I can officially say I am more than half way through radiation treatment. My lack of writing is a testament to things running smoothly and minimum emotional breakdowns. Treatment has finally fallen into a routine beginning with my 6:00 am “dad alarm clock”. Hello high school. Then we hop into the car and I nap while he listens to anything but radio baseball (it’s not on that early, sorry about your luck dad).
(Me in treatment with my pink mask)
We usually get there early and I am in and out of treatment by 8:40 am. Somedays we stay longer to meet with the doctor or the integrative wellness team but for the most part we are home by 10:30 am with our whole day ahead of us. Dad spends most of his day gardening, helping me with things, or playing on his tablet. I stay busy running, reading, puzzling, coloring, or doing yoga. Part of me feels like I have regressed out of adulthood, but I think both of us are grateful, me for the sense of protection, and him for the sense of control.
As far as symptoms go…
Just when I thought my though little hair follicles would defy the odds and give a big “FU” to cancer they let go. I don’t blame them but the aftermath is a baseball (not golfball) sized bald spot on the back of my head. Please spare me the “it will grow back” comments I am reserving my right to bitch. I am 28 and while I’d like to think I am above the superficial importance of cosmetics in the face of cancer, I am not. I love my hair, every last follicle and I wish it did not have to go. Also, I wish it didn’t have to keep going every time after I shower. With that said, it is not lost on me that if this is the largest inconvenience in my life, all things considered, I am beyond grateful. Fatigue comes and goes in waves and I can usually fight it with a run or a walk, my incision is healing very well, and even my light sensitivity has started to fade.

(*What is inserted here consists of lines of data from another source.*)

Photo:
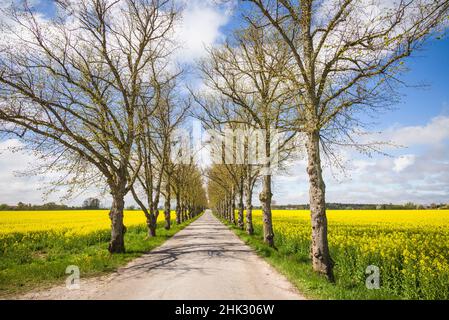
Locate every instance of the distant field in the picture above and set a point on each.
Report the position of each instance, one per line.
(411, 248)
(68, 222)
(37, 246)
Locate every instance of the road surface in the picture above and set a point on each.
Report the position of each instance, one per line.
(203, 261)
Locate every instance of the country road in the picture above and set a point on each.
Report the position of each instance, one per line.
(204, 261)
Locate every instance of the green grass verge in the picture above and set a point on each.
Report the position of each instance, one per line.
(296, 267)
(40, 262)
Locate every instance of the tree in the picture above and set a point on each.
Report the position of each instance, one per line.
(346, 57)
(248, 71)
(72, 85)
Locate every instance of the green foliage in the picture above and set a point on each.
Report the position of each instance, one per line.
(292, 259)
(40, 259)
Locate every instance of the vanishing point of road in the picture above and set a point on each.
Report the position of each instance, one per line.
(205, 261)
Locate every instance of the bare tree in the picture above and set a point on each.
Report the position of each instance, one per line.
(248, 71)
(75, 82)
(346, 57)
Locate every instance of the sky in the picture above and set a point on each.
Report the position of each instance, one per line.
(416, 172)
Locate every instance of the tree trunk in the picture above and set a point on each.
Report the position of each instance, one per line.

The hardest part of the healing is the 15-20 minutes before bed I spend with my thoughts. The time of the day where I remember I have cancer and ponder my mortality. I try to create some algorithm in my mind of the facts of my case. I fill up each side of the scale with my unique risk and protective factors as if right there in my bed I can come to the conclusion of my fate if I just think hard enough. I cannot and my worries are not helpful, but I am learning to accept them as part of the healing process.
How I am coping…
- Reading cancer memoirs- I am not always in the mood and sometimes these books trigger fear but they are helping provide me with a vocabulary for my feelings. They normalize suffering as a part of life and remind me to look for beauty despite despair. I would recommend “When Breath Becomes Air” and “Everything Happens for a Reason and All the Other Lies I Loved” to anyone going through a challenging time or caring for someone in a challenging time.
- Journaling and blogging- writing helps me unpack my thoughts so I know longer need to carry the heavy load alone.
- Running and yoga- physical activity helps me remember how healthy and strong I am and allows me to use all my bottled up energy in a healthy way. I am so grateful for my physical health amongst the emotional turmoil.
- Talking to family and friends- Sometimes it is a distraction from my thoughts and sometimes it is another place to unload.
- Crying- Over the years I have learned to become comfortable with crying although it’s usually alone in my car or with a select few people that know me well. I am learning to get more comfortable crying in front of strangers, therapists, and doctors without feeling ashamed or weak. It is a process but I am growing and getting better.
- *Spending time with family and friends living 🙂
(Jeff and I at the New River State Park for MDW).
I have two and half more weeks of treatment and then I am hoping to get back to my normal life in Richmond. I am currently waiting on genetic tests and a DNA sequence of my tumor but for the most part the rest of my appointments will be follow up scans. Most importantly I get to go back to living my life and trying to savor every moment.